Se lo abbiamo imparato, se quest’attitudine ce la siamo coltivata dentro, molto è stato anche grazie a queste rime, che ce le siamo portate appresso.
Qualcuno se l’è messa nella bic e nelle pagine sporche d’inchiostro, qualcuno dentro i guantoni su di un ring, c’è chi l’aveva nelle cuffiette mentre si staccava da terra l’aereo a Fiumicino e si cercava un futuro altrove, chi l’ha usata come stampella quando usciva dal reparto psichiatrico e chi come scudo mentre era ostaggio dello Stato.
Questa roba ci ha accompagnato e ci ha cresciuto, mentre piangevamo e ci mettevamo il ghiaccio sui bozzi e mentre ridevamo e ci regalavamo abbracci.

E allora davvero, per questa storia, non ci poteva stare titolo migliore che Solo amore.
Quasi sei mesi ci ho messo, e solo un paio di paginette, dovevo scrivere una recensione e ho fatto tutt’altro.
L’espressione contrariata dell’ufficio stampa, le mie paranoie serali.
Però, ecco che cosa avevo lasciato in sospeso.

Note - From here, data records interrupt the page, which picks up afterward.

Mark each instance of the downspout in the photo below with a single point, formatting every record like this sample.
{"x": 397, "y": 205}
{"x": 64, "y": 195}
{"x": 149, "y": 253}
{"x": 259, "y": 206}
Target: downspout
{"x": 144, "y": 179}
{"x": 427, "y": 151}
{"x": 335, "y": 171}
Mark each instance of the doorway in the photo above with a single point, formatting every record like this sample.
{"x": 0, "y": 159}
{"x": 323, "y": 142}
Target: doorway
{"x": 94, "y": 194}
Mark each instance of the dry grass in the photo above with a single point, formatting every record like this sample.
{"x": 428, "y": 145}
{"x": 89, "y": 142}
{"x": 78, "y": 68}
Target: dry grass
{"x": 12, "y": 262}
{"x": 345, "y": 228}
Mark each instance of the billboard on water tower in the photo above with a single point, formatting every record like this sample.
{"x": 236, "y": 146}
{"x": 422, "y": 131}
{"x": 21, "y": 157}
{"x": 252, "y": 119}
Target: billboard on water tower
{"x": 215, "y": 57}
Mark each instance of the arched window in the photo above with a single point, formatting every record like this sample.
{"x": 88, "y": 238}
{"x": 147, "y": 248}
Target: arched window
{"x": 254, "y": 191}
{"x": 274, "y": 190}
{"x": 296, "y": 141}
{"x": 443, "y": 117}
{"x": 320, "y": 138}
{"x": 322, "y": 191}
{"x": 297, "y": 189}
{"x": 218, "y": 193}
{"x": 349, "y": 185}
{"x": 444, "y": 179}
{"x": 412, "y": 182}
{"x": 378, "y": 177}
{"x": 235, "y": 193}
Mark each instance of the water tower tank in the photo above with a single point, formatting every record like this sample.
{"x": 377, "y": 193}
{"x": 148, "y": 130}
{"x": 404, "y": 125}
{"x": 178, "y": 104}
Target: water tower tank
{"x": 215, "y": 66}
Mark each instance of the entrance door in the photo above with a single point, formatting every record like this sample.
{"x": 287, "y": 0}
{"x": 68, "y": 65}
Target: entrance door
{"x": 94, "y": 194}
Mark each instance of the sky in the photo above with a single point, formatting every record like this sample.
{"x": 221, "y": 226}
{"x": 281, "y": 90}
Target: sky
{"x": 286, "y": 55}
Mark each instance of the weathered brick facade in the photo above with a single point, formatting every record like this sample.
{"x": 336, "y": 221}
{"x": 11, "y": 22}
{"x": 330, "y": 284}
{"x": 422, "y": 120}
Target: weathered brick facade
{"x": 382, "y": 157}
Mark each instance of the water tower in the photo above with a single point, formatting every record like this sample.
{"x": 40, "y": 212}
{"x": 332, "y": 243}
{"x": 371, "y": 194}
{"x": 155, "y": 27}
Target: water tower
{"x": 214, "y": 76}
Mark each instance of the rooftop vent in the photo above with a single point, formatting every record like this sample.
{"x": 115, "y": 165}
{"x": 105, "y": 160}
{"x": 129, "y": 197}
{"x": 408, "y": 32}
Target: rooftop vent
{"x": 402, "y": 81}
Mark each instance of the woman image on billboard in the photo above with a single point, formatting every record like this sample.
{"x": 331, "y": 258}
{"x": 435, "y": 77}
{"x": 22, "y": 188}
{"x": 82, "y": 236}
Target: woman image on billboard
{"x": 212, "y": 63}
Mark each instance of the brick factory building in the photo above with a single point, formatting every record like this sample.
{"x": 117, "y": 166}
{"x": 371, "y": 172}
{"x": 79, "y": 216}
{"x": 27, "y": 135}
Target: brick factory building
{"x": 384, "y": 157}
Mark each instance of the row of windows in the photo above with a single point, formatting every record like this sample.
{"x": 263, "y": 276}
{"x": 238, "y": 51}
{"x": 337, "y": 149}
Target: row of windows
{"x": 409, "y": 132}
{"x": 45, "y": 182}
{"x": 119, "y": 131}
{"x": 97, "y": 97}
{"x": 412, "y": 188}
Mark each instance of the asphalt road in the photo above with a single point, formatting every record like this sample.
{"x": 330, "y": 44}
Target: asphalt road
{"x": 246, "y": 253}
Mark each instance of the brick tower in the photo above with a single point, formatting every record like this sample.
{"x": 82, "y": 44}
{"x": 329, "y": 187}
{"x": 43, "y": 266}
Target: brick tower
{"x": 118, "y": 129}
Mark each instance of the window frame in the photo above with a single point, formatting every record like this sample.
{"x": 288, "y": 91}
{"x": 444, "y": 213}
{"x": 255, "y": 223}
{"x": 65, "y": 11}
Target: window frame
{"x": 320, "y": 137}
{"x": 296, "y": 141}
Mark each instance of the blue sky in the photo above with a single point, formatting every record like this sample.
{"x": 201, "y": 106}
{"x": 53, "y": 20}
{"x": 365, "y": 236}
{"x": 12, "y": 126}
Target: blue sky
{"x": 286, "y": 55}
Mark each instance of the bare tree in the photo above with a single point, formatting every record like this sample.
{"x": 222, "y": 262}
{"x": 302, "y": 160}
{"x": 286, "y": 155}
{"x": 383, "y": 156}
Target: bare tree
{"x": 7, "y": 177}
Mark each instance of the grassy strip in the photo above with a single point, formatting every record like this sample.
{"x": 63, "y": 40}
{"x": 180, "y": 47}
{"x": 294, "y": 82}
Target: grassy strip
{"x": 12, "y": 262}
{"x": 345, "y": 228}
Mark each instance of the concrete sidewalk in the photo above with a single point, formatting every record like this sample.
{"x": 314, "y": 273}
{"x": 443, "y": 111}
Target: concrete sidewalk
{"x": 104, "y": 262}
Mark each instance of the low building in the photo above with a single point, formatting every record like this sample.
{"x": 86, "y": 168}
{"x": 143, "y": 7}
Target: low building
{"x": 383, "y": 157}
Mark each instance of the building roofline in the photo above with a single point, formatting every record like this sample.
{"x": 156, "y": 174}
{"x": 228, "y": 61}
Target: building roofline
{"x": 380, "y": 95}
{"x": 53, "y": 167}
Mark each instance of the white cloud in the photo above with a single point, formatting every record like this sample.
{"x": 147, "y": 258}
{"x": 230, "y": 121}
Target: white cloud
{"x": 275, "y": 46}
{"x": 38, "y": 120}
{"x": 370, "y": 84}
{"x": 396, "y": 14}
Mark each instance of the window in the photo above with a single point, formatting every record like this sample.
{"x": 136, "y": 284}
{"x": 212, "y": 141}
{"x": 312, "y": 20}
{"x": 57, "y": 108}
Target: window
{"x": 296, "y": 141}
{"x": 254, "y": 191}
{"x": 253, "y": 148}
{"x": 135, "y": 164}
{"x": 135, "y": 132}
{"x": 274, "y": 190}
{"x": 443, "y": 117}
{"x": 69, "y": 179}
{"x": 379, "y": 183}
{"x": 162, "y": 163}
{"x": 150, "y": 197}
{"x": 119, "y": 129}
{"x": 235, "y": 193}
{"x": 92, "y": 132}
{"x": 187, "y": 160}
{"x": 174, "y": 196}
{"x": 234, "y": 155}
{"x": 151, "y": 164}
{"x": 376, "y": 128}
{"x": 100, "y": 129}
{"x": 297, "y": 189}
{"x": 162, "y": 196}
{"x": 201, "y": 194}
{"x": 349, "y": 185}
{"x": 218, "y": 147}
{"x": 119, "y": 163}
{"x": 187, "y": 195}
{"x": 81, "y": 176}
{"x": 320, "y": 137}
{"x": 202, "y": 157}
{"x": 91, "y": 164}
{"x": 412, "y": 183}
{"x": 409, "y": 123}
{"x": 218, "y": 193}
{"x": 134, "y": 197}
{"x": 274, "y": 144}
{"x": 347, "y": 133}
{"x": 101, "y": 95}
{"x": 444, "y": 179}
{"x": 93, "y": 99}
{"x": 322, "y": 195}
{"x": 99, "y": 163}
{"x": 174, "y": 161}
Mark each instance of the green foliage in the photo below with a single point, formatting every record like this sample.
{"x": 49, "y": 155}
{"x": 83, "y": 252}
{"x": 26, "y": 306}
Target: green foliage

In fondo cercavo l’occasione.
Serviva un cenno che fosse scritto, pure se rapido e leggero, ma che non restasse sempre sottinteso, per quei pischelli sui muretti sempre in bilico; per quel senso d’appartenenza che conserviamo in un angolo del petto insieme a nomi, volti e sensazioni; per quell’identità che in fondo ti fa amare questa città pure quando ti scortica e non ti rende indietro un cazzo; per quegli attimi e quei battiti che ti costruiscono.
Che puoi non ascoltare, ma non puoi cancellare.